Solved – Time series forecasting accuracy measures: MAPE and MASE

accuracyforecastingmasertime series

We come to this toy example showing MAPE and MASE are not consistent when measuring forecasting accuracy.

Data consist of 100 white noise and 100 $AR(1)$ time series with length $N=500$, mean $\mu=1$ and standard deviation $\sigma=1$.

# parameters
N <- 500
mu <- 10
sigma <- 1 

# generate white noise
set.seed(1)
WNts <- list(NULL)
for (i in 1:100){
  WNts[[i]] <- ts(rnorm(N,mu,sigma))}

# generate AR(1)
ar1 <- list(NULL)
for (i in 1:100){
  ar1[[i]] <- arima.sim(model=list(ar=c(0.7)),n=N,sd=sqrt(sigma-0.7^2))+mu}

# data used
SimData <- c(WNts,ar1)

Each time series are split into training and test set. What we are looking at are the MAPE and MASE on test set. To take a further look at MASE, we also calculate MAE and Q, which are numerator and denominator of MASE.

# forecasting accuracy on test set
SimDataAccuracy <- foreach (i = 1:200,.combine = rbind)%dopar%{      
  x <- SimData[[i]]
  trainx <- window(x,end=400)
  testx <- window(x,start=401,end=500)
  fit <- auto.arima(trainx)
  accuracyArima <- accuracy(forecast(fit,100),testx)
  Q <- mean(abs(diff(trainx)))
  c(accuracyArima[2,5],accuracyArima[2,6],accuracyArima[2,3],Q)
}
colnames(SimDataAccuracy) <- c("MAPE","MASE","MAE","Q")

# plot
par(mfrow=c(2,2))
# MAPE
plot(SimDataAccuracy[,1],ylab='MAPE',xlab='')
# MASE
plot(SimDataAccuracy[,2],ylab='MASE',xlab='')
# MAE
plot(SimDataAccuracy[,3],ylab='MAE (numerator of MASE)',xlab='')
# Q
plot(SimDataAccuracy[,4],ylab='Q (denomintor of MASE)',xlab='')

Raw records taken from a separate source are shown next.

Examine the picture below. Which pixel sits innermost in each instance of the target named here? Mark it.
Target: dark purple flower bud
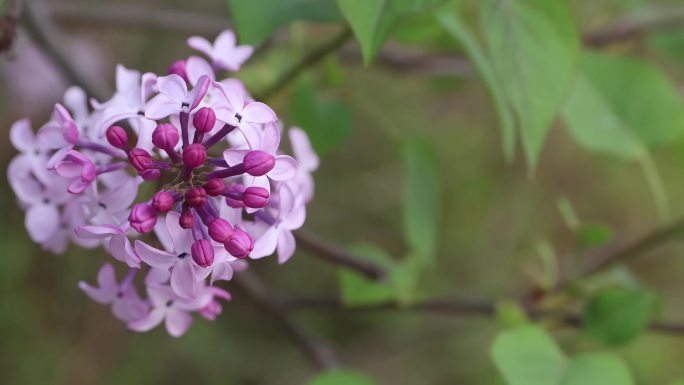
(140, 159)
(220, 230)
(258, 163)
(255, 197)
(117, 137)
(186, 220)
(150, 174)
(196, 197)
(178, 68)
(204, 120)
(232, 194)
(215, 187)
(165, 136)
(202, 252)
(240, 245)
(162, 201)
(142, 218)
(194, 155)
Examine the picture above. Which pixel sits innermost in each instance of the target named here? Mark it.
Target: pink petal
(194, 98)
(177, 322)
(42, 221)
(284, 169)
(149, 322)
(286, 245)
(183, 281)
(271, 139)
(195, 67)
(233, 157)
(161, 106)
(154, 257)
(173, 86)
(257, 112)
(21, 135)
(266, 244)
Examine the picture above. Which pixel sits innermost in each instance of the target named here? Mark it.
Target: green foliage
(342, 377)
(372, 20)
(327, 121)
(594, 234)
(255, 20)
(622, 106)
(421, 198)
(452, 23)
(533, 45)
(616, 316)
(529, 356)
(357, 290)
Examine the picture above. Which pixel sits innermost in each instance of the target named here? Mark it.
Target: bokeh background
(492, 212)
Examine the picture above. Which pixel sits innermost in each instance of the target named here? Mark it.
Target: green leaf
(357, 290)
(255, 20)
(450, 19)
(622, 106)
(372, 20)
(594, 234)
(597, 369)
(421, 198)
(528, 356)
(616, 316)
(328, 122)
(342, 377)
(533, 45)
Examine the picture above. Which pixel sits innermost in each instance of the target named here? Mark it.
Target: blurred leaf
(421, 198)
(255, 20)
(357, 290)
(342, 377)
(534, 46)
(622, 106)
(529, 356)
(597, 369)
(510, 314)
(328, 122)
(450, 19)
(372, 20)
(616, 316)
(594, 234)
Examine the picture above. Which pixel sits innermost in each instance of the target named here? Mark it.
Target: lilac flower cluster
(143, 176)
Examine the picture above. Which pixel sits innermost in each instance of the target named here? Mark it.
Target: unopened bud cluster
(221, 192)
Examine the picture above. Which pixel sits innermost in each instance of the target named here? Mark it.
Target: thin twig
(307, 61)
(459, 308)
(132, 15)
(337, 255)
(629, 29)
(8, 24)
(315, 348)
(50, 39)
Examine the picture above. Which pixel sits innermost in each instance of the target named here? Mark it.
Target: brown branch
(337, 255)
(9, 22)
(629, 29)
(307, 61)
(49, 38)
(316, 349)
(128, 16)
(459, 308)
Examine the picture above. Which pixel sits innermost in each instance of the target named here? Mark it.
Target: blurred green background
(492, 213)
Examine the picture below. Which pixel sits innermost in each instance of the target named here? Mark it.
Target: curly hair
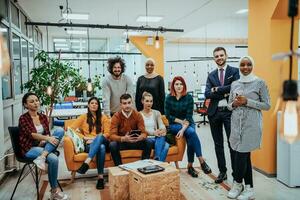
(112, 61)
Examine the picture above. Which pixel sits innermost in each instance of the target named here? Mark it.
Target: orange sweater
(81, 124)
(120, 125)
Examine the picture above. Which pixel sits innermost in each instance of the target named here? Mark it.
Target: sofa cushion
(81, 157)
(77, 141)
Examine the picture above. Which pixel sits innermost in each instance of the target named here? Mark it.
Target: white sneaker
(247, 194)
(58, 195)
(235, 191)
(40, 162)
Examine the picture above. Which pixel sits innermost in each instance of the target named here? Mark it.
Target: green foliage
(61, 76)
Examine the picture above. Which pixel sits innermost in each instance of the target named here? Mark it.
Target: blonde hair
(146, 94)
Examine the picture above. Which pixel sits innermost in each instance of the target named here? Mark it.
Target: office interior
(243, 27)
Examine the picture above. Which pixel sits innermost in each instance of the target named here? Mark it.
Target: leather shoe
(221, 177)
(205, 168)
(100, 184)
(83, 168)
(192, 172)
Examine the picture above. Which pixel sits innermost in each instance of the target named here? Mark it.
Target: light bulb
(289, 124)
(49, 90)
(157, 42)
(127, 44)
(89, 87)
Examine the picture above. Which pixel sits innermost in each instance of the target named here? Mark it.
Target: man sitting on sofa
(127, 131)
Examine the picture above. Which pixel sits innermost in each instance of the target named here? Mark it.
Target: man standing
(217, 90)
(115, 85)
(123, 124)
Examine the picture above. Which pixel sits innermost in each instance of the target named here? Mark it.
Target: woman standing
(94, 130)
(36, 143)
(179, 111)
(154, 84)
(155, 128)
(248, 96)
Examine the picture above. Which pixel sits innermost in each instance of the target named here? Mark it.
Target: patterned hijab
(250, 77)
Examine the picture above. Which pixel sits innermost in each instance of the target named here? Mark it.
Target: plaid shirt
(180, 109)
(27, 127)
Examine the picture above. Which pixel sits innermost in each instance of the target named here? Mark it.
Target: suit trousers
(216, 122)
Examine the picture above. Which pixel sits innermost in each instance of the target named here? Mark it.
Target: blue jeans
(51, 159)
(192, 140)
(98, 148)
(161, 148)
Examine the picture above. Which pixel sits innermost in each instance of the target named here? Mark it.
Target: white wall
(223, 29)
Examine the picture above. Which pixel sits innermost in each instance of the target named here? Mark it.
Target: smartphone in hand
(135, 133)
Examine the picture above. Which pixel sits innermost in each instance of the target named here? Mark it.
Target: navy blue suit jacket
(231, 74)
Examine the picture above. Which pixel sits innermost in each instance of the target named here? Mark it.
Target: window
(6, 80)
(23, 25)
(24, 61)
(15, 15)
(16, 64)
(3, 9)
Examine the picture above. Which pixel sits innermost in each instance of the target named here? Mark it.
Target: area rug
(81, 189)
(203, 187)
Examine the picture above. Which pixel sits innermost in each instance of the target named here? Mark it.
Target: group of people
(132, 120)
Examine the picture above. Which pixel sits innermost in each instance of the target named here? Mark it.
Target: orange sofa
(74, 161)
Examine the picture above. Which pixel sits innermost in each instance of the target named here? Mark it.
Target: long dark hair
(98, 117)
(25, 97)
(181, 79)
(112, 61)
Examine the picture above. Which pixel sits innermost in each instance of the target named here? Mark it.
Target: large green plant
(62, 77)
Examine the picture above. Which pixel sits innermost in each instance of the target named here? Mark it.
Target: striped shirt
(246, 121)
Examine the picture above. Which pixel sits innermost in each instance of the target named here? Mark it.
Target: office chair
(202, 110)
(33, 169)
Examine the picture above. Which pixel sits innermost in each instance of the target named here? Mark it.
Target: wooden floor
(201, 188)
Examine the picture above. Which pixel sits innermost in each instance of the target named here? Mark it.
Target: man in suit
(217, 90)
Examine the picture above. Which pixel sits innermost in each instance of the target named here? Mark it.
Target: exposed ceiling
(189, 15)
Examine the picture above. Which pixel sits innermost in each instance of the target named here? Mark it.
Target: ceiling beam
(105, 26)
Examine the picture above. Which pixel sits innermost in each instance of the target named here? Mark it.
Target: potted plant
(61, 77)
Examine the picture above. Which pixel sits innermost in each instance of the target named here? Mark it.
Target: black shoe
(221, 177)
(192, 172)
(100, 184)
(83, 168)
(205, 168)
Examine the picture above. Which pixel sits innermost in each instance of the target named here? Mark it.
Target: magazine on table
(140, 164)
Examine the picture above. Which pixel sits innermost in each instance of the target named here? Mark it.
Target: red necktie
(222, 76)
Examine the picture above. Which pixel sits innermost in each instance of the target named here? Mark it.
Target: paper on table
(140, 164)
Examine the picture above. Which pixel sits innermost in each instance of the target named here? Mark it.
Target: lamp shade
(289, 128)
(4, 57)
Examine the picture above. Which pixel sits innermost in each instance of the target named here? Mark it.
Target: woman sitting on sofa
(36, 142)
(155, 127)
(94, 130)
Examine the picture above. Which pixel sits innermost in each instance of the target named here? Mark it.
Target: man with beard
(114, 85)
(217, 90)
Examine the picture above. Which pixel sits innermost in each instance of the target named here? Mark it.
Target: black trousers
(243, 168)
(216, 122)
(116, 147)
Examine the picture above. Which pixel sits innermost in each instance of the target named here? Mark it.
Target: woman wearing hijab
(248, 97)
(154, 84)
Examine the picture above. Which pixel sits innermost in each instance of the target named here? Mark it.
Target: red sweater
(27, 127)
(120, 125)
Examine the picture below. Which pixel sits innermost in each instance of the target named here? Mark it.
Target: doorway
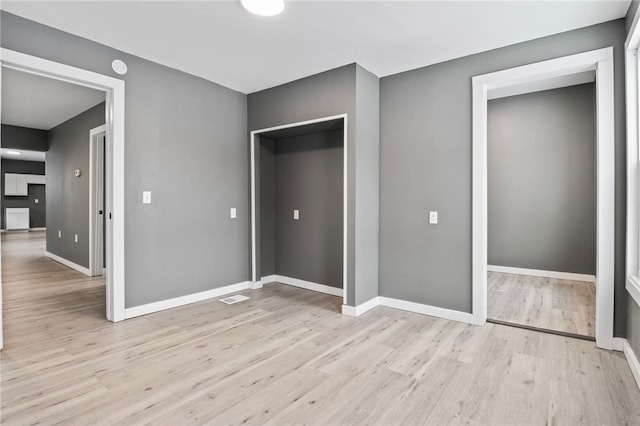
(530, 78)
(541, 188)
(298, 205)
(114, 154)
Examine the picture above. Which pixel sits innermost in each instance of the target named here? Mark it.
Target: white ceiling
(220, 41)
(24, 155)
(42, 103)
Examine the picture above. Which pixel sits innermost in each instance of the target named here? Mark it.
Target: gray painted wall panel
(24, 138)
(185, 140)
(267, 207)
(631, 12)
(309, 178)
(322, 95)
(68, 195)
(542, 180)
(37, 211)
(367, 184)
(425, 164)
(633, 325)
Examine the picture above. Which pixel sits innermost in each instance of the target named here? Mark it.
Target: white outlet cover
(119, 67)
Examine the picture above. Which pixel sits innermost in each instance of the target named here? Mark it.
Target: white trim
(93, 133)
(68, 263)
(602, 62)
(542, 273)
(633, 288)
(308, 285)
(433, 311)
(632, 98)
(268, 279)
(618, 344)
(149, 308)
(345, 221)
(362, 308)
(114, 116)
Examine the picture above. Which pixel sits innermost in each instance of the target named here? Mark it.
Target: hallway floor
(547, 303)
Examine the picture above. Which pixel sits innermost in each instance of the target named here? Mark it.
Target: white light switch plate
(433, 218)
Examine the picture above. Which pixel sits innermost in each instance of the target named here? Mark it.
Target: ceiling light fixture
(263, 7)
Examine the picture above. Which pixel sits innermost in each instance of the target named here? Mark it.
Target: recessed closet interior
(300, 203)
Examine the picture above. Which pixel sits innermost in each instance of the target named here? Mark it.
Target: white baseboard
(630, 355)
(356, 311)
(255, 285)
(269, 279)
(149, 308)
(68, 263)
(322, 288)
(433, 311)
(540, 273)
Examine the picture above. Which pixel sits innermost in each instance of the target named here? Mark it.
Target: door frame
(114, 146)
(255, 280)
(600, 61)
(96, 235)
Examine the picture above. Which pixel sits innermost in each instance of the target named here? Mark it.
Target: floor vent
(234, 299)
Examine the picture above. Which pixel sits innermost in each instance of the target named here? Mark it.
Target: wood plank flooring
(549, 303)
(286, 356)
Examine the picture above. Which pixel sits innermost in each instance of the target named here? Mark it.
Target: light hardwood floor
(549, 303)
(286, 356)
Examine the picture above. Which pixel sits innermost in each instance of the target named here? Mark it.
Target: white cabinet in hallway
(16, 184)
(17, 218)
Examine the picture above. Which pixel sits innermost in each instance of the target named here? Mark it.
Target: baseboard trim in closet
(149, 308)
(322, 288)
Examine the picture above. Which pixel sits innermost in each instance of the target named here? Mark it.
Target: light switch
(433, 218)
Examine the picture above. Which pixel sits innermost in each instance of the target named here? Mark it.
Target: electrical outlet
(433, 218)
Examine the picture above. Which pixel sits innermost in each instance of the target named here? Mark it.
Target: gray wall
(306, 175)
(68, 195)
(37, 211)
(367, 184)
(631, 12)
(633, 325)
(267, 206)
(321, 95)
(185, 140)
(351, 90)
(425, 164)
(542, 180)
(24, 138)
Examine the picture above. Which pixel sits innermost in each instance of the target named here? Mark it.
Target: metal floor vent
(234, 299)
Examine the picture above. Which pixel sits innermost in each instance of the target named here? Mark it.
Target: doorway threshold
(542, 330)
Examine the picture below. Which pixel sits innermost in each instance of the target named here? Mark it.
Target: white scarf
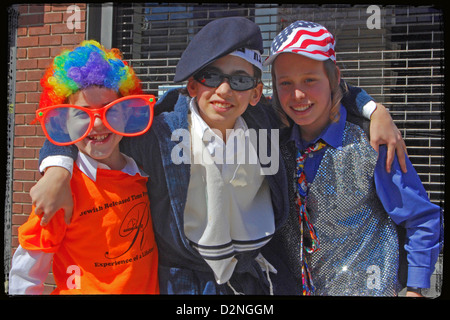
(228, 211)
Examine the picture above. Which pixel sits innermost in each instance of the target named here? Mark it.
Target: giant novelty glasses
(213, 79)
(67, 124)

The plots show forecasting on white noise has smaller MASE just because of the larger Q. From both MAPE and MAE, white noise and $AR(1)$ time series have rather similar forecasting accuracy.

Does that mean

  • White noise is easier to predict? (I cannot see a reason), or

  • They have similar forecastability and MASE is telling some disturbing information here?

enter image description here

Best Answer

MASE compares the forecasts to those obtained from a naive method. The naive method turns out to be very poor for white noise, but not so bad for an AR(1) with $\phi=0.7$. Consequently, the forecasts for the AR have a worse MASE than the forecasts for the white noise.

We can make this more precise as follows.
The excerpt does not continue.